Von der Kunst, gescheit zu scheitern

Scheitern ist in unserer Gesellschaft keine Option. Wer verliert, wird von seinem Umfeld rasch zum Versager abgestempelt. Dabei bietet uns die Analyse unserer Fehler zahlreiche Möglichkeiten und Schlüsse für unsere Zukunft. Wie man „Gescheit scheitern“ kann und sich dadurch beruflich und persönlich weiterentwickelt, zeigt der Berater Felix Maria Arnet in seinem ersten Buch.

Scheitern passiert. Es gehört zum Leben. Wenn wir lernen, forschen, kreativ sind oder Höchstleistungen anstreben, ist Scheitern nicht das Ende, sondern Treiber von Erkenntnisprozessen und Fortschritten. Die Ironie: So sehr der Misserfolg ein Tabu der Moderne ist, so sehr ist es auch ein Phänomen unserer Zeit.
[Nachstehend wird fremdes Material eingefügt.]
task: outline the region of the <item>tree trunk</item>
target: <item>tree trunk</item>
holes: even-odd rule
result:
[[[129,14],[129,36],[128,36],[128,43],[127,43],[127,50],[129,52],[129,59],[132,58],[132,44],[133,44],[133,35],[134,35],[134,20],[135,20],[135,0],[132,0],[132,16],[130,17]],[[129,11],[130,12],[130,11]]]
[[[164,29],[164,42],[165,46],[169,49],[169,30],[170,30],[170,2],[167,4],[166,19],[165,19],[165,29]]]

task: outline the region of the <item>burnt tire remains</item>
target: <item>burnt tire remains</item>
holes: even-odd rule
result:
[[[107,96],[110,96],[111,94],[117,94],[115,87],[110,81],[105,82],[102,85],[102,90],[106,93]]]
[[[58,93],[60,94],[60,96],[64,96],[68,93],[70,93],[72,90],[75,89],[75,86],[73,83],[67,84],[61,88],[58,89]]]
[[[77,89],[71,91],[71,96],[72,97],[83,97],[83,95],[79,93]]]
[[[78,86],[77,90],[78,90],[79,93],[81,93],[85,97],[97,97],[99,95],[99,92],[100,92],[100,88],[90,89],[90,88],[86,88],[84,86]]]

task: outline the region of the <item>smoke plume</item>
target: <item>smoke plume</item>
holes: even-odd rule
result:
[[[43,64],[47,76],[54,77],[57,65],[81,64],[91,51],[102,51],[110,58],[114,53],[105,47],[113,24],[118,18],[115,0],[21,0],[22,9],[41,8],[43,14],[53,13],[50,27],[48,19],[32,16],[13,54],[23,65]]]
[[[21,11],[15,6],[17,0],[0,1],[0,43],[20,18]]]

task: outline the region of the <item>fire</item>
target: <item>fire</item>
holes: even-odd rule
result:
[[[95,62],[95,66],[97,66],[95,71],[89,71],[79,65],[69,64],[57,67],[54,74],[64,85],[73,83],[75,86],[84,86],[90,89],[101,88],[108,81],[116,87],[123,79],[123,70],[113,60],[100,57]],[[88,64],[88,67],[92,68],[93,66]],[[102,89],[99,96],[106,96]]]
Das Buch „Gescheit scheitern“ von Felix Maria Arnet ist eine Hilfestellung für alle, die ihre negative Grundhaltung gegenüber Misserfolgen und Niederlagen überwinden wollen. Durch die Lektüre des praktischen Bandes lernt man, ohne Scham und mit einem Zugewinn an Erkenntnis zu scheitern, Fehler nicht wieder zu begehen und an Misserfolgen zu wachsen.
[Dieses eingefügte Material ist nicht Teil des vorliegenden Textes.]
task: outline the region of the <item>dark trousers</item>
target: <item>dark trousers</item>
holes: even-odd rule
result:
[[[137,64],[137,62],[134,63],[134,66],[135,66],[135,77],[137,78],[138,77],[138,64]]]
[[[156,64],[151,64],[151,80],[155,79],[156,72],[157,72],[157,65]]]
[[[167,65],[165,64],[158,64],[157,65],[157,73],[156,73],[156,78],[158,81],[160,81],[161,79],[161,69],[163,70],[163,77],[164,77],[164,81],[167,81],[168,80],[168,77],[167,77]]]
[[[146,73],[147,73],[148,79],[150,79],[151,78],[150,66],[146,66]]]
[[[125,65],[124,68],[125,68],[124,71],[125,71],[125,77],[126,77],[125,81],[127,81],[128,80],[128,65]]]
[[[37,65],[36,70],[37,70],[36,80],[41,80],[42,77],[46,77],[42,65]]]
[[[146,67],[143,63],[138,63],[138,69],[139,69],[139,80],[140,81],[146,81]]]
Aus persönlicher Erfahrung weiß Arnet, wie man mit fehlgeschlagenen Projekten und Ideen umgeht. „Auch und gerade in der Krise muss man aktiv bleiben, Entscheidungen treffen, Schritte in die Wege leiten. Wer seine Situation wie aus einem Helikopter heraus betrachten kann, wird Auswege aus der Misere finden. Mir hat es sehr geholfen, mein Scheitern anzunehmen und mit der Hilfe eines CoPiloten neu durchzustarten,“ so Arnet. „Heute helfe ich anderen dabei, ‚vorwärts zu scheitern‘ und sich nicht zu verlieren.“

Im Buch finden sich weitere „Beautiful Losers“, also große Denker und Erfinder, die aus ihren Fehlern gelernt haben. Ein konkretes Notfallprogramm für den Umgang mit Krisen und praktische Methoden vom Co-Piloten über den Helikopter-Blick bis zur Karte des Scheiterns runden diesen Ratgeber ab.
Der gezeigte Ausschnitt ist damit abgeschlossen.